KOLEKSİYONERLİK

Koleksiyon kelimesi genel tanım olarak “öğrenme, yarar sağlama ya da zevk amacıyla bir araya getirilmiş ve özelliklerine göre sınıflandırılmış, ayrılmış nesnelerin tümünü” ifade eder. Özünde toplanabilen aynı türden nesnelerin, farklı örneklerinin bir araya gelmesiyle oluşur. Pul, para, kelebek, bitki, kitap, antika, sanat eseri gibi birbirinden çok farklı nesneler, kendi alanlarında daha alt türlere göre de toplanabilir. Örneğin bir resim koleksiyoncusu “Cumhuriyet Dönemi ressamlarının yağlıboya boğaz manzaralarını” biriktiriyor olabilir.

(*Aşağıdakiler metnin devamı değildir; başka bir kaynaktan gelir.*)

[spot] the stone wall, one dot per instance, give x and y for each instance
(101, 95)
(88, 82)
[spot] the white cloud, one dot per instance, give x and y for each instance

Acemi bir merakla beslenip yola çıkan koleksiyoner, topladığı nesneleri; tarihi, kendi dönemi içindeki önemi, üretim tekniği, maddi-manevi değeri, benzersiz oluşu vb. gibi pek çok değerlendirmeyle tasnif eder. Doğal bir çabayla bireysel ilgi alanlarına yönelmiş “kişisel” koleksiyonlar olduğu gibi, profesyonel anlamda artık bir “iş” halini almış, yönetilmesi gereken ve müze vb. mekanlarda sergilenip korunan “kurumsal” koleksiyonlardan da bahsedebiliriz.

Koleksiyonunuzun türü ve kapsamı ne olursa olsun, uzun bir zamana yayılan toplama-biriktirme süreci, temelinde ekonomik anlamda belirli bir alış-veriş etkinliğini de taşımaktadır. Bu noktada koleksiyon oluşturulurken dikkat edilmesi gereken belirgin noktalar bulunur.

Tutkunuz için belirleyici en önemli nokta, ayırabileceğiniz-oluşturabileceğiniz bütçenizdir. Eser veya nesneye ulaşma konusunda bu bütçe, bilgi ile daralttığınız alanı daha da netleştirmenize yardımcı olacaktır. Günümüzde artık büyük rakamların dışında her türden bütçeyle bir koleksiyon toplamak mümkün hale gelmiş durumda. Dolayısıyla orta gelir düzeyindeki koleksiyonere her fiyat aralığında hitap eden, özellikle yeni nesil genç sanatçıların çağdaş türdeki eserlerine ulaşabilirsiniz.